Assemblage

The Assemblage represents all of the things that can potentially be discovered within an Area. These are most commonly going to be artifacts represented as points, but can theoretically be other shapes as well. The Assemblage must lie within the Area, so an Area object is a required parameter of the Assemblage creation methods.

An Assemblage is made from a list of Layer objects, so most of the heavy lifting is done by creating each Layer. We will walk through Layer creation methods first, then we will put them together in an Assemblage.

Creating a Layer

A Layer is intended to be a group of artifacts or other features that share time_penalty and ideal_obs_rate parameters. More practically, you can think of a Layer standing in for a type of artifact. For example, you might expect those parameters to be the same for any Iron Age ceramics, so you can put all of the Iron Age ceramics into the same Layer.

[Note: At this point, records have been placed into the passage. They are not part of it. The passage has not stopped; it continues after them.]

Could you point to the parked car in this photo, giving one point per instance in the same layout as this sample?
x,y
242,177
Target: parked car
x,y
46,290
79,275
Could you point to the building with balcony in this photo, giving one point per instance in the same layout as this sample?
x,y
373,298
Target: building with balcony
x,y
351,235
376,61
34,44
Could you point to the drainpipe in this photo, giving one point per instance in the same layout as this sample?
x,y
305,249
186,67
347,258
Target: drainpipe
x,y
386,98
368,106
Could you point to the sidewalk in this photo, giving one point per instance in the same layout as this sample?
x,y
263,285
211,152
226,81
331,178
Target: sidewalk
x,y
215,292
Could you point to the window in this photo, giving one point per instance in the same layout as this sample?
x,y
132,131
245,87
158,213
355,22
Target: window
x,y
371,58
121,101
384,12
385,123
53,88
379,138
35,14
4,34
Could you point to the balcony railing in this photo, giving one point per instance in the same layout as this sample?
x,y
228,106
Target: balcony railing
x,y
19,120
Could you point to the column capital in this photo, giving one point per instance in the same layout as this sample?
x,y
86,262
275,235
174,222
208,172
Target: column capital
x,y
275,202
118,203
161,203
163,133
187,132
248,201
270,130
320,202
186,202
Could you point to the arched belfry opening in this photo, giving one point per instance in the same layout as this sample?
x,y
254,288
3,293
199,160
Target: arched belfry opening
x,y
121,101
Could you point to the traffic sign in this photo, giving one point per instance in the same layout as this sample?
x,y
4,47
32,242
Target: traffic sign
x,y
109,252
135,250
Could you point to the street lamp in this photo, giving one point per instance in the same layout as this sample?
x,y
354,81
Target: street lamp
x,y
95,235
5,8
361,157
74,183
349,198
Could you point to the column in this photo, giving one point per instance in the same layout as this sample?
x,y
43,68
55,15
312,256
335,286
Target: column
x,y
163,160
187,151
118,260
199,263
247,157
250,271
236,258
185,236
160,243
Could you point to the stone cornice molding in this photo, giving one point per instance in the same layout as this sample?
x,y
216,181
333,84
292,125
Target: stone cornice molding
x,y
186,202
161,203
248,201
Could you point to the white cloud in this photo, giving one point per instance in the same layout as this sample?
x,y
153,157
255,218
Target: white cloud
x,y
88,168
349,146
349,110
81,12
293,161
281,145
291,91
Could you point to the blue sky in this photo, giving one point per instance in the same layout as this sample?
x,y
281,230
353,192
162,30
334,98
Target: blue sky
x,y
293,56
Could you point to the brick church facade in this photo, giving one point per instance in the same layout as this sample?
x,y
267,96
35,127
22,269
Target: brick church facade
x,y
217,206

Each element of the Layer (i.e., each individual artifact) is a Feature object. Most of the time it will make more sense to use Layer methods to create many Feature objects at the same time, but it is possible to create the Feature objects one-by-one and assembling them into a Layer.

From a list of Feature objects

To create a Feature, we need a shapely object, so let’s create a few simple points.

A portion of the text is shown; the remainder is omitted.